I served it over egg noodles. The dish was beautiful, a lovely roasted brown with a bubbling sauce. The flavor was rich and meaty, dark, but with delicate notes. The flavor of the wine had held up, but had been transformed into a food taste instead of a beverage.

Whenever I complain about the taste of a food or drink, it is usually due to a mono-taste. From the lips down to the stomach, the flavor remains the same. I like to eat and drink complex items, I want to experience a multitude of changing flavors in one beer, wine or food. This Beef Bourguignon fulfilled that. I had to take my time, savoring each small bite. I had to get a little more, *for my mouth.* But best of all, my husband told me to put it in my book because it was a *keeper.*

½ pound bacon
2 pounds beef, in 1 inch cubes
½ bottle full bodied red wine
1 cup tomato sauce
1 large onion, thinly sliced
1 pound carrots, sliced thin
1 head garlic, minced
Herbs de Provence, black pepper, kosher salt, to taste
½ pound sliced mushrooms
4 ounces butter

Fry up bacon, remove bacon, crumble and set aside. Brown beef pieces in bacon grease. Pour in wine and tomato sauce. Add onion, garlic, carrots, crumbled bacon and seasonings. Cover and bake 350 degrees for 2 hours. Sautee mushrooms in butter; stir into the casserole. Serve over egg noodles or mashed potatoes.

Tuesday, November 3, 2009

Biscuits 'n Gravy

Nola prepares to divy up.


Nothing is more comforting, savory, tasty and satisfying to eat for breakfast than biscuits and gravy.

Objectively, it’s just a pile of grease, starch and milk. But subjectively, ahh. That’s different!

I’ve had the combination of biscuits and gravy from friends, restaurants and family, and one conclusion I have come to is that it must be easier to make good gravy than good biscuits. The gravy is almost always ok, and sometimes quite excellent.

Just recently, while visiting my sister in Woodland Park, Colorado, we shared a plate of biscuits and gravy at the Donut Mill, a little bakery there. In preparing this dish, sometimes the cook breaks the biscuits up, sometimes they’re left whole. This place was a “slightly break ‘em up” method. The gravy was beautiful, covering the biscuits from all edges of the plate – perfect tannish-white liberally speckled with large flakes of black pepper. Small pieces of sausage hid in the creamy blanket, contributing to just the right amount of saltiness. The biscuit was only so-so. If I had eaten the biscuit separately from the gravy, I would have been disappointed in it. My gold standard in biscuits are my mother’s and my own. They should be tender and moist inside with a hard-to-describe chewy-crusty outside, which comes from being coated with butter or bacon grease and baked at a high temperature.

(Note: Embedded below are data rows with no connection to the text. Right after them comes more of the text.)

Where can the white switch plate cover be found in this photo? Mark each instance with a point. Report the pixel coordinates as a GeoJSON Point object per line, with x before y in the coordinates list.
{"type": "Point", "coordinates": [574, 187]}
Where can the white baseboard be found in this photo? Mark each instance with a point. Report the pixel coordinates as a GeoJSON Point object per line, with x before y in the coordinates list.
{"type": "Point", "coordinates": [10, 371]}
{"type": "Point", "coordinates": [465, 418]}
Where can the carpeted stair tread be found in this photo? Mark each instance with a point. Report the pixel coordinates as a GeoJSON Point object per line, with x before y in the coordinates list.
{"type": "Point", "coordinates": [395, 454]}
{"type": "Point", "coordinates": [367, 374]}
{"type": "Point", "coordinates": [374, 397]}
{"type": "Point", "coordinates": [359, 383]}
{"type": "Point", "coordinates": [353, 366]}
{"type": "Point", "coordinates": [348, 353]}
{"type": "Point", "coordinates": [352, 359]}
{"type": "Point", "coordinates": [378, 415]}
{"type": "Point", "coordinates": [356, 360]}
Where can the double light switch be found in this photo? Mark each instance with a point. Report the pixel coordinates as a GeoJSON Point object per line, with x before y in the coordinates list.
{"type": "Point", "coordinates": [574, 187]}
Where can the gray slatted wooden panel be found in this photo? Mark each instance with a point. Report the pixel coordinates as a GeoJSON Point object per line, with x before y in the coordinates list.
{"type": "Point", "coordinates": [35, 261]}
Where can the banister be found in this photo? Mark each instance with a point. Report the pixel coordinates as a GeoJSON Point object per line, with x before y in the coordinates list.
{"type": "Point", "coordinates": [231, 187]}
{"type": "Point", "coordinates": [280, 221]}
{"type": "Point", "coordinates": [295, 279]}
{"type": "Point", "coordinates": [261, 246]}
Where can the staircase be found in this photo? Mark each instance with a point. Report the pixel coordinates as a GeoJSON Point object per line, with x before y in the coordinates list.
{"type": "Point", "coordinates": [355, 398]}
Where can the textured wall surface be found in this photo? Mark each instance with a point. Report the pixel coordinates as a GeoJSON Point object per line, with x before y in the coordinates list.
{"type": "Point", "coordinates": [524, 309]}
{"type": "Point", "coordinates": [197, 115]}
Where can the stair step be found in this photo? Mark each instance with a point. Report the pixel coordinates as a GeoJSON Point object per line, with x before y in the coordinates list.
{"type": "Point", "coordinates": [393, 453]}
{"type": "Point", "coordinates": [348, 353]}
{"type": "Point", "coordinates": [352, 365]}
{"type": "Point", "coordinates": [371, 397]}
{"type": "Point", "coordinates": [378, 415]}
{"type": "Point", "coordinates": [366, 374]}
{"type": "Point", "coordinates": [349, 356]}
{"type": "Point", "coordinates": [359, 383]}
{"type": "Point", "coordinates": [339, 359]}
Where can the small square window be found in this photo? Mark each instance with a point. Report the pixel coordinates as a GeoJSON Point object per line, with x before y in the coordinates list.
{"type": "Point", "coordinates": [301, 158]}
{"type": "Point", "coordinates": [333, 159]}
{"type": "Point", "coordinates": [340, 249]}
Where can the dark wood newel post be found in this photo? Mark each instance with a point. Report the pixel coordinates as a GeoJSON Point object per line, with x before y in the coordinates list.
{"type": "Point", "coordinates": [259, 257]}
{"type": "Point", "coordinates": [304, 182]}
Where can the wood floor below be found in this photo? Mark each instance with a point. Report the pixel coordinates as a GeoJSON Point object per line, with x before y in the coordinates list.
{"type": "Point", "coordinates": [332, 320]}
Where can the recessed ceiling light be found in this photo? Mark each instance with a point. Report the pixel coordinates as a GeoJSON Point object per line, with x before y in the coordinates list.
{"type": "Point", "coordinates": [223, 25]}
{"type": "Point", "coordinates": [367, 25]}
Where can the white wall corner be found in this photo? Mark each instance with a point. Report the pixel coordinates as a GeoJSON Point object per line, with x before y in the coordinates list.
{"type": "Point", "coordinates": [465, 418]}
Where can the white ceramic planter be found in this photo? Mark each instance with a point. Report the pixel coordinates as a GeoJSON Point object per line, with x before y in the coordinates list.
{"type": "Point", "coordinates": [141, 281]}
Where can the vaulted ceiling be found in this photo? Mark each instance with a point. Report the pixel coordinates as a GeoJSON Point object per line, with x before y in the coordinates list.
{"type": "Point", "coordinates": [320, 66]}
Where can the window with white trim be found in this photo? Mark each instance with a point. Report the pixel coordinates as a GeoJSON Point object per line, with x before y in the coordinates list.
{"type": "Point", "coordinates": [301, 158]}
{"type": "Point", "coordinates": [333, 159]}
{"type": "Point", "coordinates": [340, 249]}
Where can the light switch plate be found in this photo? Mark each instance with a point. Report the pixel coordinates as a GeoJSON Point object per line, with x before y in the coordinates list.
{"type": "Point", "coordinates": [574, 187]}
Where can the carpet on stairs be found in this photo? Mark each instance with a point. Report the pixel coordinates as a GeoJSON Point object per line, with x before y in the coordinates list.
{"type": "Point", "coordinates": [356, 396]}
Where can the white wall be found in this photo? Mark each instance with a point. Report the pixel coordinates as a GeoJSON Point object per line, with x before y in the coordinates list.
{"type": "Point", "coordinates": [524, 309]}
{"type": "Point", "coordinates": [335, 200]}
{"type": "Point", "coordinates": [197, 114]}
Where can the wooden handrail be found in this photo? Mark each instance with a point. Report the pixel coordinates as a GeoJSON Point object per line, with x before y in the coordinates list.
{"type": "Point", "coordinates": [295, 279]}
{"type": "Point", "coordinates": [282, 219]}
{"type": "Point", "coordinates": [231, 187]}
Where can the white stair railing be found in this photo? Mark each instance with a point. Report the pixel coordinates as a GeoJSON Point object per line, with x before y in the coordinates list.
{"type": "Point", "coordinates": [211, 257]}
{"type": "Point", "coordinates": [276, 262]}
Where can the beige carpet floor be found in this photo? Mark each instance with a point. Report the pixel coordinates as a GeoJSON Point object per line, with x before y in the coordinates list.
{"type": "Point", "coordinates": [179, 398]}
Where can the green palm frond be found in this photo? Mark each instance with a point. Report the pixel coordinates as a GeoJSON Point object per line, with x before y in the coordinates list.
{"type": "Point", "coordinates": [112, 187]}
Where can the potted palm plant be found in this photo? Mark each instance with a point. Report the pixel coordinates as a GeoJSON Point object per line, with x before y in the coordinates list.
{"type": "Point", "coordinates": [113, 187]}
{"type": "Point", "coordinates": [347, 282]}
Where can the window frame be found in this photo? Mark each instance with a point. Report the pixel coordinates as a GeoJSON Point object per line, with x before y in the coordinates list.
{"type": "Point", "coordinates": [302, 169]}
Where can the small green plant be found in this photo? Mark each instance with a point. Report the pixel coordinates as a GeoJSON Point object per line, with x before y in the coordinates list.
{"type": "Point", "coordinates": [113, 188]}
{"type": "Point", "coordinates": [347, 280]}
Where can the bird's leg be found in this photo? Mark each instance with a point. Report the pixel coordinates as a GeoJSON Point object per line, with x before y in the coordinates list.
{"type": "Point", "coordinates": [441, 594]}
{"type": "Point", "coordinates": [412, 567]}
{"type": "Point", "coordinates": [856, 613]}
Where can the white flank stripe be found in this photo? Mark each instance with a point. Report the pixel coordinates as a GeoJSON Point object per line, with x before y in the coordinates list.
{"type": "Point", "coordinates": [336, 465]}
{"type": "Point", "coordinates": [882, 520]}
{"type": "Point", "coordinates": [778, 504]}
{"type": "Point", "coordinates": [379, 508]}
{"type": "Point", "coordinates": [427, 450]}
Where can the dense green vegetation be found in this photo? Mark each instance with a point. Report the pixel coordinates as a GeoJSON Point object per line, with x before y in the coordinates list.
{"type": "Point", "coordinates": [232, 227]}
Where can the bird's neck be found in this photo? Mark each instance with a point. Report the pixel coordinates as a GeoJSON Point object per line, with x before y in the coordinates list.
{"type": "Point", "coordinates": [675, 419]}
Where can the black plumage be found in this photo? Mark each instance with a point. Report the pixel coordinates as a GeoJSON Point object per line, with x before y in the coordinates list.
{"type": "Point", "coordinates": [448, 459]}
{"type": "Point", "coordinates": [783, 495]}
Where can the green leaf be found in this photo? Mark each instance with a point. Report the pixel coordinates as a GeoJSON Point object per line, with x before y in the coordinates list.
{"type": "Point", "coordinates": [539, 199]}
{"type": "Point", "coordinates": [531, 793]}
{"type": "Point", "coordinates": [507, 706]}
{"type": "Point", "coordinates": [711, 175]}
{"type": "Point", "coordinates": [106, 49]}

But this plate of biscuits and gravy, together, were just fine; we enjoyed them very much.
I began thinking about how simple and nice the combination was. One could add an egg; that would be a tasty addition. A few sausages would match well. You could even lay some fried apples at the edge of the plate and enjoy it. But by adding an extra ingredient, something is lost from the perfect pairing of the original biscuits and gravy.

I think of that perfect pairing when I consider an Old-Time banjo and fiddle combination. Together, playing the old tunes, they create such a sweet, primitive music, almost achingly nostalgic. Sometimes either the fiddle or banjo is just “ok,” but together, they are beautiful. Often, folks will add a guitar to the duet, a bass, or maybe a mandolin. And just like a pretty little sunny-side up egg keeping the biscuits and gravy company, it sounds nice, sometimes making the tune a little richer, fuller. But if you appreciate true Old-Time music, you might be one to recognize that the perfect simplicity of the original duet is no longer there.

So go ahead and enjoy a full course of instruments at an Old-Time music jam. It can be loud, fun, and make you want to dance. But then, step aside, notice the two guys in the corner and take time to appreciate and understand the beauty of just the fiddle and the banjo.